Exposure vs Noise  - a comparison



 


At my last exposure workshop I explained  that the "best practical" exposure is with the cameras histogram data to the right as far as possible without any portion of the data actually touching the right hand side. The penalty for under exposure is noise, that setting the exposure to produce a histogram "to the right" and then adjusting the exposure slider in the RAW converter during conversion to TIF would produce an image with less noise than exposing the camera histogram for  a "hump in the middle". 

To illustrate the benefit of this approach I performed the following  test:

A Solid grey target approximating middle grey was taped to a wall and four consecutive photos were taken with an ISO setting of 3200 using a Canon 40D without noise reduction set. The first image  was with -1 ev compensation , i.e.  using the cameras metered setting and underexposing 1 ev. The next were at 0 (hump in the middle), +1  and +2 ev. The  image luminosity's were then normalized by converting to TIF with the RAW converter exposure compensations set at:  +1, 0,  -1, -2 respectively,  the idea being to produce four mid toned images of the same overall luminosity for comparison. The four TIF  images were then compared side by each, the original histogram representing the in camera exposure was added to each image for identification  purposes and the final image was converted to JPG for the web. 

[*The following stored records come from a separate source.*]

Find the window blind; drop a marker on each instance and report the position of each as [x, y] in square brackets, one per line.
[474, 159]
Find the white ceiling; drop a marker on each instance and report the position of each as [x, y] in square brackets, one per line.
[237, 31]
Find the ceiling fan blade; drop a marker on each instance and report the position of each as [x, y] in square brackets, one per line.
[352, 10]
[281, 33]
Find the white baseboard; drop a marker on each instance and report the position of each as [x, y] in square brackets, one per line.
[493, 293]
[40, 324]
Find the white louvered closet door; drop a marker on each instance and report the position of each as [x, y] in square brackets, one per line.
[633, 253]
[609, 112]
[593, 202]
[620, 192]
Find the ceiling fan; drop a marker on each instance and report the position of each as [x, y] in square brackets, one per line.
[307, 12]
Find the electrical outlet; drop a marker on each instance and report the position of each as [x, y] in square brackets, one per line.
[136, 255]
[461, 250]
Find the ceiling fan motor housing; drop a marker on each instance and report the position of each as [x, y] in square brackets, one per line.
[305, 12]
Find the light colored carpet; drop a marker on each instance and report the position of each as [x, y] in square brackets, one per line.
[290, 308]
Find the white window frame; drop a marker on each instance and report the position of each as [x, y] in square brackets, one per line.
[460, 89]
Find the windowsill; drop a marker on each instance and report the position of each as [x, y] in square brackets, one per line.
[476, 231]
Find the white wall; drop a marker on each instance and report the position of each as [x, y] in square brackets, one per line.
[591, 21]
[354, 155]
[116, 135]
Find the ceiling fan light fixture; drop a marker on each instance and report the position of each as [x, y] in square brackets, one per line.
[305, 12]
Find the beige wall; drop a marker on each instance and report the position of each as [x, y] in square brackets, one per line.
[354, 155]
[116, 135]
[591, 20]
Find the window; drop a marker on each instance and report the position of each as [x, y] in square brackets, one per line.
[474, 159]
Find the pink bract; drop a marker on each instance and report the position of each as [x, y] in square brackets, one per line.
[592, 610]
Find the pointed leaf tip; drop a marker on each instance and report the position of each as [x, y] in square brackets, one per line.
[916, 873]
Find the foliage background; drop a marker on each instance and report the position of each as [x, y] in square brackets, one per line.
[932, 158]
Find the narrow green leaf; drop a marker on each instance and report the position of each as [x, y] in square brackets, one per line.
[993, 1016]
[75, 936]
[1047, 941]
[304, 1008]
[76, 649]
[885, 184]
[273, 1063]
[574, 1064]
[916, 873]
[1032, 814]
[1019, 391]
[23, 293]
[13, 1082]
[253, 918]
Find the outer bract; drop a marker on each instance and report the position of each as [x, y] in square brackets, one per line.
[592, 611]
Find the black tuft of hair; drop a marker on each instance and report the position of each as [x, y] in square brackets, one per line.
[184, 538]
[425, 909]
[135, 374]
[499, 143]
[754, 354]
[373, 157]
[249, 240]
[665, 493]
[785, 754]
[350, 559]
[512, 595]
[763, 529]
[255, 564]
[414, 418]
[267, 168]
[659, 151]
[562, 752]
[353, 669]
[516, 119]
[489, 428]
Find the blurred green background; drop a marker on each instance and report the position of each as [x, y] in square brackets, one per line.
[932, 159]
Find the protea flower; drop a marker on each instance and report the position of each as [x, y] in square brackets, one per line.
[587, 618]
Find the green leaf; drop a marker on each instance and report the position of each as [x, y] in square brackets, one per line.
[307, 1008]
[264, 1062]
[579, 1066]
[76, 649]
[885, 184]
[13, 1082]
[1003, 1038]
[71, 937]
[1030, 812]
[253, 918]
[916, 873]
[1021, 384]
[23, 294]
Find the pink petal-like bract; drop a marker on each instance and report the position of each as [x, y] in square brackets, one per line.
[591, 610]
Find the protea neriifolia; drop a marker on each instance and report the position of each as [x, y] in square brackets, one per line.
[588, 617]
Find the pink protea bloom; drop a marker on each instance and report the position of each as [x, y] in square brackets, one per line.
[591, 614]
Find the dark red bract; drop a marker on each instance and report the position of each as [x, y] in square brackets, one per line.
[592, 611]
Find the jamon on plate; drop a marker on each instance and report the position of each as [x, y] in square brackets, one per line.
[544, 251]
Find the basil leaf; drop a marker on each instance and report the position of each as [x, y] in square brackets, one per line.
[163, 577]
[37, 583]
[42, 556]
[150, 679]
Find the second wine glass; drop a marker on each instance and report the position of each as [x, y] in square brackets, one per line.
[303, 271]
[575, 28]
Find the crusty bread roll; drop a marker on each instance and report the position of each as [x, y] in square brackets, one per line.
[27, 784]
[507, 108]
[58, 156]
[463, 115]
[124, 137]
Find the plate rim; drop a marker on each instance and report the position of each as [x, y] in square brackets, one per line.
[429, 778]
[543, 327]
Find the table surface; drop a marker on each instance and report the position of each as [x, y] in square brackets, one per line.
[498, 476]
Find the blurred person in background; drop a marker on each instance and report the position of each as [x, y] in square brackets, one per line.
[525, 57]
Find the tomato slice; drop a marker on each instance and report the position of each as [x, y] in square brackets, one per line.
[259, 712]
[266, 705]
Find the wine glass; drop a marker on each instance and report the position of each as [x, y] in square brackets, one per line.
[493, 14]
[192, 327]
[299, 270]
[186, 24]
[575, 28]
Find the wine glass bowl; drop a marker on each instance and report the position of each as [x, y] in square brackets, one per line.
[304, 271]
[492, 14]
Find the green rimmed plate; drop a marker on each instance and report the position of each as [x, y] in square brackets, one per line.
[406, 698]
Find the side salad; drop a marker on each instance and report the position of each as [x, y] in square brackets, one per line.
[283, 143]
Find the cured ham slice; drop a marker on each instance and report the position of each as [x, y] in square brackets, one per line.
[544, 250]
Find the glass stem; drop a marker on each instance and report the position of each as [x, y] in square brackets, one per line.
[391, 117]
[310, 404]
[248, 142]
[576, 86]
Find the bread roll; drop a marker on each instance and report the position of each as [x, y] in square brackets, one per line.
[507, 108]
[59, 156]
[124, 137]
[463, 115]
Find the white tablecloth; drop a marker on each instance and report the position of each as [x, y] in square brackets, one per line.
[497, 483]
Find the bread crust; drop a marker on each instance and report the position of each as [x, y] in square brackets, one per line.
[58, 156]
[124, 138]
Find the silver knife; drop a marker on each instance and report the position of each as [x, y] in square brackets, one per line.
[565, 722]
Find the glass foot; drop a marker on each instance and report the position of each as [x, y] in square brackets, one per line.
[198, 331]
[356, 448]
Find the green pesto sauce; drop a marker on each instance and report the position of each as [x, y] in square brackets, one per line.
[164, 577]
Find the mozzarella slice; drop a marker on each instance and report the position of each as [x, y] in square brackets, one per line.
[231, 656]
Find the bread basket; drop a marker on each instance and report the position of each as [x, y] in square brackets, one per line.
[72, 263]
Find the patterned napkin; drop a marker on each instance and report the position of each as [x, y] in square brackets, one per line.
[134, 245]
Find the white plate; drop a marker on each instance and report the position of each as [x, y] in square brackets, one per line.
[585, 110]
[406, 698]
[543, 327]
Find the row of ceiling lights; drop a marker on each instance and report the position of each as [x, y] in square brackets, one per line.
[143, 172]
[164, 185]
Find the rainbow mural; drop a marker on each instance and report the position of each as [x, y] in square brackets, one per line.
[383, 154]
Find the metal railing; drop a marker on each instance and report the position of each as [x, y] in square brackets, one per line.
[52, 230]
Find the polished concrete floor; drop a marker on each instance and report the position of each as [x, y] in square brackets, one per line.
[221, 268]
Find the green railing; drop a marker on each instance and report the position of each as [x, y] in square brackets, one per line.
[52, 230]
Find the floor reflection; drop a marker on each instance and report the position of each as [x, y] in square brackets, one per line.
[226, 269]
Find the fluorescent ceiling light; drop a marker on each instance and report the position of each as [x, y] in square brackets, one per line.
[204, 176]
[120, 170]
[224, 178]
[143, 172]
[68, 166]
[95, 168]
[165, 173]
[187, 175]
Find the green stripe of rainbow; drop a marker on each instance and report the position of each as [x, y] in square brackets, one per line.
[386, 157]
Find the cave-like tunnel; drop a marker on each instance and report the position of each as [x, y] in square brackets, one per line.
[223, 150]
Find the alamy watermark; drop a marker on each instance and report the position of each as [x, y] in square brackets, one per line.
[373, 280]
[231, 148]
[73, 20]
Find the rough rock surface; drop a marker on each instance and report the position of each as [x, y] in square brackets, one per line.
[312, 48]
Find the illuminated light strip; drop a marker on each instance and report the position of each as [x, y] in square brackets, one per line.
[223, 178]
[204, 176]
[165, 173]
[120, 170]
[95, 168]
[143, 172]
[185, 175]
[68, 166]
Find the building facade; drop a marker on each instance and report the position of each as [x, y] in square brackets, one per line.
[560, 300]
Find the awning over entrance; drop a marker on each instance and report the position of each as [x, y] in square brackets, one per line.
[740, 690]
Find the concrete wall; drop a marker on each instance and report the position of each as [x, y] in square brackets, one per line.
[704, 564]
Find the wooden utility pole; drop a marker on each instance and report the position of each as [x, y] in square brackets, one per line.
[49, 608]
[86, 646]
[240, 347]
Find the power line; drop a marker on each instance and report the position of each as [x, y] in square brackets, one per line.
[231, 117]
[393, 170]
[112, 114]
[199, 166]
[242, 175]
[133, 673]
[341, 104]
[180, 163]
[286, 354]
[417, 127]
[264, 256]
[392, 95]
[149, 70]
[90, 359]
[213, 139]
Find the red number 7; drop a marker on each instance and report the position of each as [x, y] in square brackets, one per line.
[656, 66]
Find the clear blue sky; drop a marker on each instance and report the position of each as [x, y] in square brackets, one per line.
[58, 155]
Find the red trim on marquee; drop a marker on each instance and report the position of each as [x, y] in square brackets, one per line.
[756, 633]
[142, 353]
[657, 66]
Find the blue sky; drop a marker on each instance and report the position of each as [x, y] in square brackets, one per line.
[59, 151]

It is clear from the comparison that exposing with the histogram "to the right" rather than for a "hump in the middle" produces a less noisy image.
 
 


Original RAW images shot at -1,  0, +1 and +2


 
 

After conversion to TIF with RAW exposure compensation applied


 
 
 

1- Raw conversions were performed with Breezebrowser Pro. ver 1.9.3, no noise reduction, 8 bit TIF.

2 - Overexposing slightly and correcting the exposure with the RAW converter will produce an even less noisy image - the problem is if the over exposure is excessive hi-light detail will be lost - but thats another story!